DL: The sound team was exhaustive in trying to get real sounds. So Mark Stoeckinger, who's done all the sound for me since John Wick, he's an Academy Award-winning sound designer. They recorded the Black Hawk. They're real pros, getting their hands dirty and getting that sound.
You see, they are not only furious. They are also fast.Universal
Which scenes in Hobbs & Shaw pushed you the most?
DL: I think the vehicular action was most challenging. Generally, it's more logistically challenging. Locking down 10 blocks of a London street is really impossible. You have to be more creative in the stunt logistics. You ask, "How do I tell this story?" We're shooting some of the London chase in Glasgow, so we can have more control. Maybe you have more elements on blue screen to keep you in rigs with your actors and do dynamic movements that you couldn't really do with them on the street. It's just a bigger puzzle and a lot more departments who need a lot more resources.
This is the first Fast and Furious Presents spinoff. Did you have the freedom to give it its own style?
DL: Yeah, there were no mandates on me. In fact, I was encouraged by the studio to make sure that it was my own. They were like, "We're hiring you because we want you as a filmmaker. We want you to set the palette of this spinoff moving forward. They were incredibly supportive. Donna Langley and Peter Cramer at the studio were like, "We want a David Leitch movie. We appreciate you as a filmmaker." It was great.
You definitely made it your own. Were there any things from the Fast movies that did appeal to you that you did want to include?
DL: Oh, I think there were two really important things from the Fast movies that I wanted. Well, three things actually. Number one was characters. Chris Morgan has done such a great job of telling a family narrative that's lasted through the whole season. We wanted to make sure we were true to that and we had our own version of that. And then I wanted the big spectacle set pieces that everybody knows and loves that push the boundaries of physics, but we don't care because we're kind of in this wish fulfillment universe. I wanted to do all those things.
Hobbs (Dwayne Johnson) and Shaw (Jason Statham) only walk in slow motion.Universal
You, Chad, and Keanu are developing a John Wick TV series for Starz, but now there's already John Wick 4 on the books for 2021. Is the TV series taking longer than you expected?
DL: I think it has and, quite frankly, I haven't been as hands on with it as Chad has. So we're both involved in it as executive producers. He's been sort of shepherding the whole John Wick world.

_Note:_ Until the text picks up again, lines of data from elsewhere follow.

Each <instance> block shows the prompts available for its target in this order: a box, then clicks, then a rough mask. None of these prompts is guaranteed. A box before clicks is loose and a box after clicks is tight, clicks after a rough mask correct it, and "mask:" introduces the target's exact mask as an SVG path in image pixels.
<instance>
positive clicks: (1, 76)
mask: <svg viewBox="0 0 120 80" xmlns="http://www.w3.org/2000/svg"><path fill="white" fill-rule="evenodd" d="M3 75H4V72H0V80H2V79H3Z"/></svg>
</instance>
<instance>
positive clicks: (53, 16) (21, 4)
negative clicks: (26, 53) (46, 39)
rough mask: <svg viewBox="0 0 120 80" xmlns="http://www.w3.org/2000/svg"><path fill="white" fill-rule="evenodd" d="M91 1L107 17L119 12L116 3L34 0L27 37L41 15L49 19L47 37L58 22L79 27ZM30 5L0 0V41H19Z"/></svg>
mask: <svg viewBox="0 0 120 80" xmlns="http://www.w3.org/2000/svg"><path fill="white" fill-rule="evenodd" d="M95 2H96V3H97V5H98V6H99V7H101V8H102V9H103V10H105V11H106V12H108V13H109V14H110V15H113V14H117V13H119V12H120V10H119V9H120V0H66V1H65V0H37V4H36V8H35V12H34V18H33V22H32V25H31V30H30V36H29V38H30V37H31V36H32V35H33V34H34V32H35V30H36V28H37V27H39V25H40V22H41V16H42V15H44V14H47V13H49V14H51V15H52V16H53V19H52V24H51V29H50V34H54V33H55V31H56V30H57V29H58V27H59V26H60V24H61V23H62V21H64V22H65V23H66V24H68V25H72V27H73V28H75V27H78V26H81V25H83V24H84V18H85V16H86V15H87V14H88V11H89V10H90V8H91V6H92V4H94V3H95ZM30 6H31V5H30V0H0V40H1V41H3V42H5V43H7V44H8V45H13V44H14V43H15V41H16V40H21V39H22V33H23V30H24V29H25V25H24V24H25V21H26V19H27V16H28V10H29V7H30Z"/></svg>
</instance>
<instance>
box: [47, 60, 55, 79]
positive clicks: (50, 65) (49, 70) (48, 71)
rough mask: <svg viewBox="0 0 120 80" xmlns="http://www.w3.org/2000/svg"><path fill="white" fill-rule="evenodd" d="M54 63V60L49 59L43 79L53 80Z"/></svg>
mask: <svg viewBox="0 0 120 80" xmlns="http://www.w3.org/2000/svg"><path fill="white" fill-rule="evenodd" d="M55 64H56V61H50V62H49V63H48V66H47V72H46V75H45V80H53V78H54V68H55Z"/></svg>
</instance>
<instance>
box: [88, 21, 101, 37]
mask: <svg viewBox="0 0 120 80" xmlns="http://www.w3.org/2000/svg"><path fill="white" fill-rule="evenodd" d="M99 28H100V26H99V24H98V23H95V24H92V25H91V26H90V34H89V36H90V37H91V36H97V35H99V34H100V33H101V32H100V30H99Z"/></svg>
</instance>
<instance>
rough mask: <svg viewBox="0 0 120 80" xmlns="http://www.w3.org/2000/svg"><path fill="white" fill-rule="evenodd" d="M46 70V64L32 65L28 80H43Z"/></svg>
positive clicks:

I think we just want to get it right, and it's hard when you're making a movie and you're so in it; there are so many moving pieces. But everyone's really excited about it, and it's such a rich world. I have no doubt that we're going to make it happen.
How different will an LA branch of The Continental be than what we've seen in New York in the films?
DL: Well, in terms of building out that world, it's so fun because L.A. obviously has many different aspects. The Hollywood angle is obviously the most obvious one. I'm looking forward to what the showrunners and Chad come up with and helping in any way I can.
Have you watched the John Wick series go on as a proud father?
DL: Yeah, and a proud brother. I think Chad has taken it and brought it to places that I wouldn't have. I think when we made the decision to do other things and I wanted to do Atomic Blonde and he stayed in the John Wick world, that franchise became more him and that's great. I get to put my imprints on other things like Atomic Blonde and the Deadpool world. For us, it's been a really great experience and we'll continue to collaborate on our platforms and even our projects.